Résumé de la décision
La Cour de cassation, dans son arrêt du 7 mars 2018, a rejeté le pourvoi formé par M. Mustapha X... à l'encontre d'une décision de la cour d'appel de Lyon, qui avait confirmé le licenciement de ce dernier pour inaptitude. M. X... contestait la régularité de la procédure de constatation de son inaptitude par le médecin du travail, arguant qu'une des visites médicales avait eu lieu alors qu'il était encore en arrêt de travail.

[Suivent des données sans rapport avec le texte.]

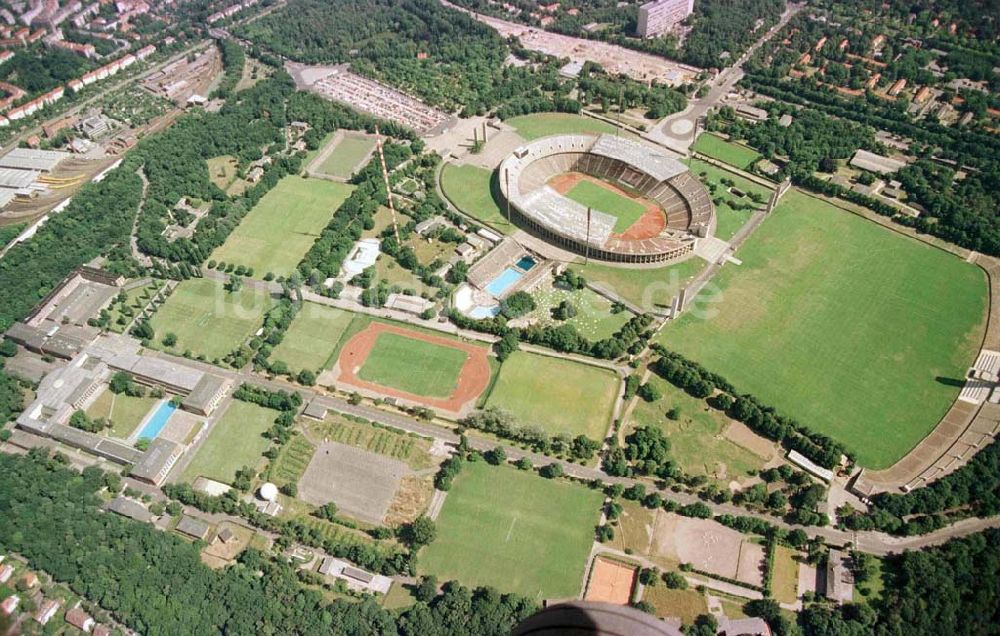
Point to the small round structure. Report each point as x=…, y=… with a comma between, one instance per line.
x=670, y=207
x=269, y=492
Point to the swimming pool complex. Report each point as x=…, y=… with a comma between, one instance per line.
x=157, y=421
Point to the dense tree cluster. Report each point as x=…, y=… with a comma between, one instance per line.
x=155, y=583
x=630, y=339
x=233, y=59
x=973, y=490
x=810, y=142
x=963, y=212
x=503, y=424
x=763, y=419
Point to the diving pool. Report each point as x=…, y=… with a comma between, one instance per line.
x=159, y=419
x=503, y=282
x=526, y=263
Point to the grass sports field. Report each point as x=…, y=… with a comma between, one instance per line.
x=346, y=156
x=857, y=332
x=207, y=319
x=514, y=531
x=649, y=289
x=592, y=195
x=283, y=225
x=314, y=337
x=545, y=124
x=414, y=366
x=579, y=403
x=725, y=151
x=235, y=441
x=468, y=187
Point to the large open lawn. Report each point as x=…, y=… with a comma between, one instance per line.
x=235, y=441
x=726, y=151
x=514, y=531
x=648, y=289
x=414, y=366
x=859, y=333
x=283, y=225
x=314, y=337
x=545, y=124
x=558, y=395
x=468, y=187
x=625, y=210
x=207, y=319
x=346, y=156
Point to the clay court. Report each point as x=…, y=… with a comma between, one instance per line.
x=650, y=224
x=473, y=377
x=610, y=582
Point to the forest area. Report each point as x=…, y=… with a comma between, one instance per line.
x=168, y=590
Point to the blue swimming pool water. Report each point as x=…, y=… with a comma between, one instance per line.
x=156, y=423
x=526, y=263
x=502, y=283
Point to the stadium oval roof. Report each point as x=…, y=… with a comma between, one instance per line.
x=536, y=205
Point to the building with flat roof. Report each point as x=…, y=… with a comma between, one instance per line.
x=193, y=527
x=30, y=159
x=155, y=465
x=876, y=163
x=661, y=16
x=129, y=508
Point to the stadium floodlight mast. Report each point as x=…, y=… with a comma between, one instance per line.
x=506, y=176
x=388, y=190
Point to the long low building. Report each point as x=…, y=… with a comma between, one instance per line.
x=30, y=159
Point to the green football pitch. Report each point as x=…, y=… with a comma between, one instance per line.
x=593, y=195
x=415, y=366
x=514, y=531
x=207, y=319
x=560, y=396
x=314, y=337
x=346, y=155
x=235, y=441
x=468, y=188
x=725, y=151
x=284, y=224
x=855, y=331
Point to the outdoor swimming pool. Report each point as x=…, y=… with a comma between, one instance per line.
x=503, y=282
x=158, y=420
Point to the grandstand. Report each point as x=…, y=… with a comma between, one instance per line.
x=526, y=178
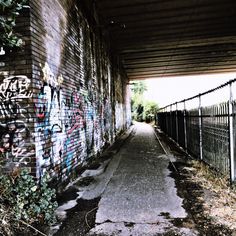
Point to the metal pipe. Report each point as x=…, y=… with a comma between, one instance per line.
x=200, y=126
x=185, y=129
x=176, y=122
x=231, y=135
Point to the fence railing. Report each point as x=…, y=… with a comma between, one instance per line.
x=206, y=132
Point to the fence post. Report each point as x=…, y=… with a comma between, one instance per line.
x=171, y=131
x=231, y=135
x=176, y=122
x=200, y=126
x=185, y=129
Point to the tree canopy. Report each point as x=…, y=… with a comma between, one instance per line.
x=9, y=10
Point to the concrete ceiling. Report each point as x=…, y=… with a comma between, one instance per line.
x=157, y=38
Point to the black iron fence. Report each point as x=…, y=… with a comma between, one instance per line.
x=207, y=132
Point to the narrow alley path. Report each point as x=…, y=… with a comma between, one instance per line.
x=135, y=189
x=141, y=198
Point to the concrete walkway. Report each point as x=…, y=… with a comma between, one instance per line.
x=141, y=198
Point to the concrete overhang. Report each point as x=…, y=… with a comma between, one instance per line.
x=159, y=38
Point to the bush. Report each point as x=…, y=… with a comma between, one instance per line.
x=22, y=200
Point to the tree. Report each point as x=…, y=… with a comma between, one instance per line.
x=142, y=110
x=9, y=10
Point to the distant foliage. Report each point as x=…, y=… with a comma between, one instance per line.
x=22, y=200
x=9, y=10
x=142, y=110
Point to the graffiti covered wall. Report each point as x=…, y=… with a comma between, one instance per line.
x=72, y=99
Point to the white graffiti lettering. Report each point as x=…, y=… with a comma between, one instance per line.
x=15, y=87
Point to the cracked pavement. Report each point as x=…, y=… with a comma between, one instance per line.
x=141, y=197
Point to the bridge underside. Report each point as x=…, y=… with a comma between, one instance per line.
x=171, y=38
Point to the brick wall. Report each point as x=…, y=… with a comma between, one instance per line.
x=75, y=96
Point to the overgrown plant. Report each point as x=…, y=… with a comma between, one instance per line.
x=9, y=10
x=24, y=201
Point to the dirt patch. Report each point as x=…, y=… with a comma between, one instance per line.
x=197, y=196
x=80, y=219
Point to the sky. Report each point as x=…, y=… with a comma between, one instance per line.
x=172, y=89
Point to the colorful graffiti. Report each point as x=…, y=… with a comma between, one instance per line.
x=15, y=138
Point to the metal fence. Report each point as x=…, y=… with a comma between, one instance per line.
x=207, y=133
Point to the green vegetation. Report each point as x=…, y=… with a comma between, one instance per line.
x=142, y=110
x=9, y=10
x=24, y=202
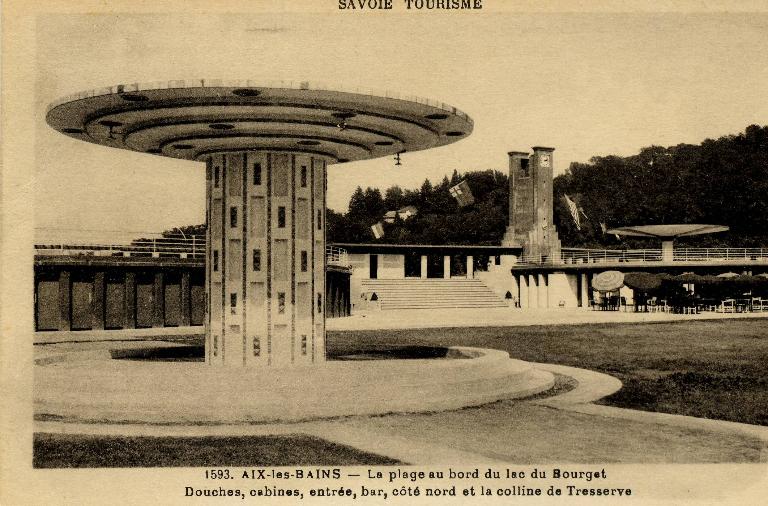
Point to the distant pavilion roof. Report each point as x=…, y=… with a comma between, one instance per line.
x=668, y=231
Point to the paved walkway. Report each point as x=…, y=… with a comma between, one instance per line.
x=563, y=428
x=506, y=317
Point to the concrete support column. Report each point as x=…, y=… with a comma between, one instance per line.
x=543, y=291
x=130, y=300
x=99, y=290
x=186, y=293
x=158, y=301
x=523, y=293
x=266, y=252
x=584, y=290
x=533, y=292
x=667, y=251
x=65, y=300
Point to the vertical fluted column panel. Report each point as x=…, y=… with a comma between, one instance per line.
x=266, y=259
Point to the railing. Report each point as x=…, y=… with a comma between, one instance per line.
x=181, y=247
x=589, y=256
x=336, y=256
x=178, y=247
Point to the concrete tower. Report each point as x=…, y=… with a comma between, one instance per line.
x=266, y=148
x=531, y=224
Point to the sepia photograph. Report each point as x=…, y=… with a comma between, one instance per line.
x=418, y=251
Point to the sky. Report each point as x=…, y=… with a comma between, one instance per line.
x=586, y=84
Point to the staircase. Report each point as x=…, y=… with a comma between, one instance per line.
x=432, y=293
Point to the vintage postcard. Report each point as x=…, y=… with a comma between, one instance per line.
x=384, y=251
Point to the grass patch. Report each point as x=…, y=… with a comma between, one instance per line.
x=68, y=450
x=712, y=369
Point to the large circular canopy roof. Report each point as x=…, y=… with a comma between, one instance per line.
x=668, y=231
x=189, y=119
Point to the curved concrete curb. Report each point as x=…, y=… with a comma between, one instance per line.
x=93, y=388
x=592, y=385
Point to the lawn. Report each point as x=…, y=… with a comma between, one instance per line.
x=65, y=450
x=714, y=369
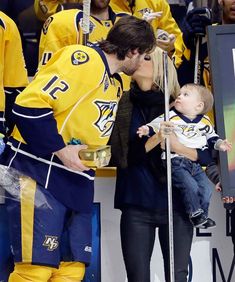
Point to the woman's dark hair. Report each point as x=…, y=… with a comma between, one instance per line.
x=128, y=34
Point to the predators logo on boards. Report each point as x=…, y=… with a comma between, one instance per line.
x=79, y=57
x=46, y=25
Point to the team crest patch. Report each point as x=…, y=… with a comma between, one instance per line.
x=106, y=83
x=51, y=242
x=2, y=24
x=91, y=25
x=79, y=57
x=145, y=10
x=107, y=113
x=43, y=7
x=46, y=25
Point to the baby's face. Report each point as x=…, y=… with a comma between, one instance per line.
x=189, y=101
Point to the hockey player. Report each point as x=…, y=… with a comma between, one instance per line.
x=64, y=28
x=13, y=74
x=74, y=96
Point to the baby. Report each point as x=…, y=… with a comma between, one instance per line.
x=194, y=130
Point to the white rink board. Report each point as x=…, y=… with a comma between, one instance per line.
x=204, y=248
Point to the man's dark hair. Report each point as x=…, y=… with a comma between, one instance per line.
x=128, y=34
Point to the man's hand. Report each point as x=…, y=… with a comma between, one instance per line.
x=194, y=24
x=70, y=158
x=166, y=42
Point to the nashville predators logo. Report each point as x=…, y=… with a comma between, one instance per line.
x=46, y=25
x=79, y=57
x=189, y=131
x=144, y=11
x=51, y=243
x=2, y=24
x=107, y=113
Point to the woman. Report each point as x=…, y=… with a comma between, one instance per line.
x=141, y=192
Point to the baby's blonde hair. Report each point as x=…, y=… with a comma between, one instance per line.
x=205, y=95
x=173, y=84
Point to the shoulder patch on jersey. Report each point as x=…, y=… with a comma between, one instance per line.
x=2, y=24
x=43, y=7
x=145, y=10
x=79, y=57
x=91, y=25
x=46, y=25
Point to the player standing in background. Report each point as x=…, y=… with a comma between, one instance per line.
x=57, y=194
x=13, y=74
x=63, y=28
x=165, y=22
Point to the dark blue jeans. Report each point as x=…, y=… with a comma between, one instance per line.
x=138, y=231
x=193, y=184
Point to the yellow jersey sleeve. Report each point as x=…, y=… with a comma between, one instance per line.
x=13, y=74
x=59, y=31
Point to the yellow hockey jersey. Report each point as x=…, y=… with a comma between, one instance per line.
x=63, y=29
x=60, y=104
x=13, y=74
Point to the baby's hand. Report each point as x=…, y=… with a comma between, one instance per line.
x=225, y=145
x=2, y=144
x=166, y=129
x=143, y=131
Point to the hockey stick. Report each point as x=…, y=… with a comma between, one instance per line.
x=86, y=21
x=169, y=182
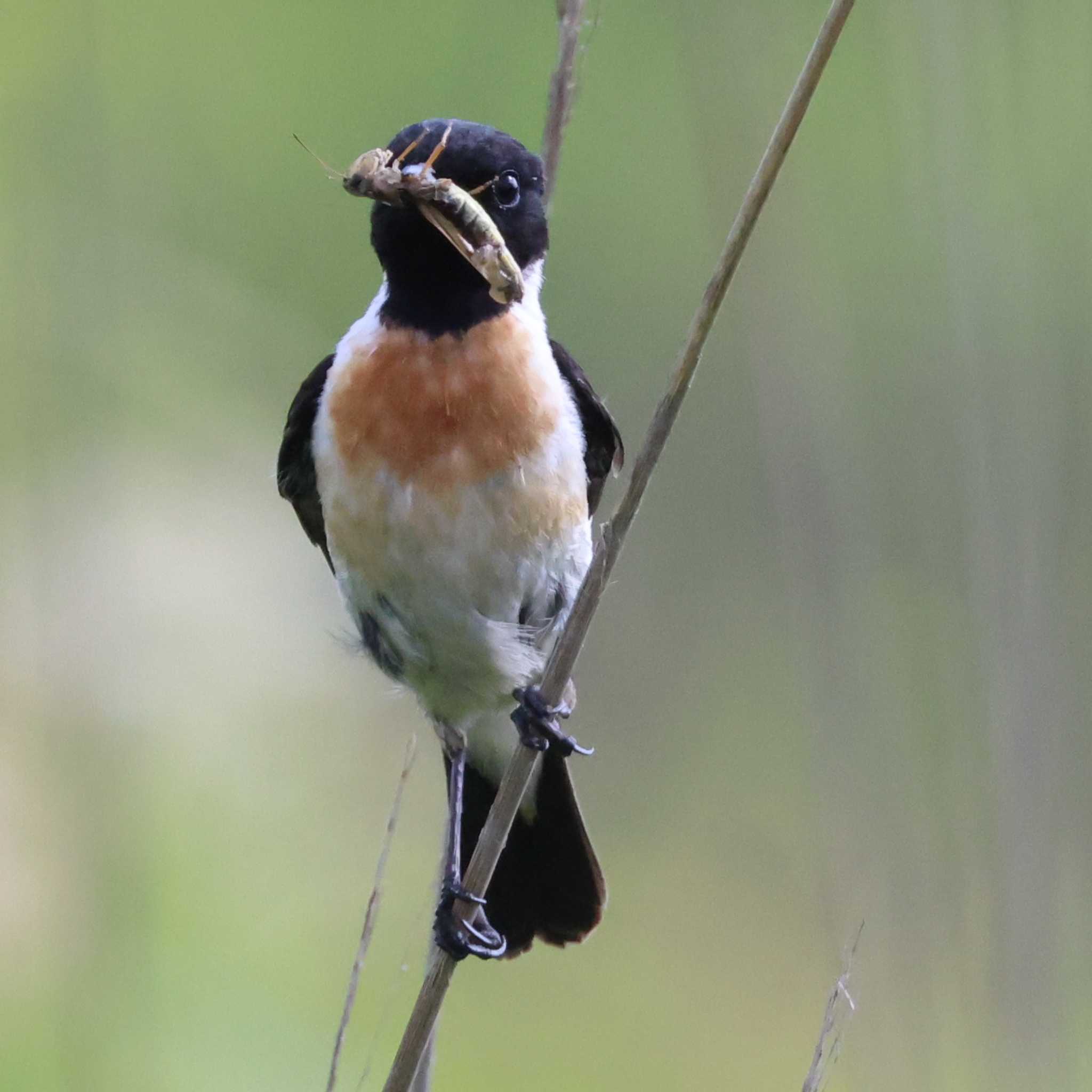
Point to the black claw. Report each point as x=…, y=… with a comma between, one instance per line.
x=459, y=938
x=456, y=890
x=536, y=723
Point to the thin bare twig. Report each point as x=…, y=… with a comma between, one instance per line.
x=563, y=86
x=566, y=651
x=373, y=912
x=833, y=1021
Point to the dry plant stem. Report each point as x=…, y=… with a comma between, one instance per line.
x=833, y=1019
x=563, y=85
x=373, y=911
x=564, y=657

La cour a jugé que les visites médicales avaient été effectuées conformément à la législation en vigueur.
Arguments pertinents
1. Sur la validité des visites médicales : La cour a estimé que le médecin du travail avait correctement constaté l'inaptitude de M. X... à travers deux visites médicales réalisées aux dates des 5 et 20 novembre 2012. Ce faisant, la cour a considéré que la première visite pouvait être envisagée de manière valide malgré le fait que M. X... était encore en arrêt de travail, car il avait été déclaré consolidé à partir du 22 octobre 2012.
> "Il importait peu dans ce contexte que cette visite de reprise soit intervenue au cours de la dernière journée d'arrêt de travail de M. X..."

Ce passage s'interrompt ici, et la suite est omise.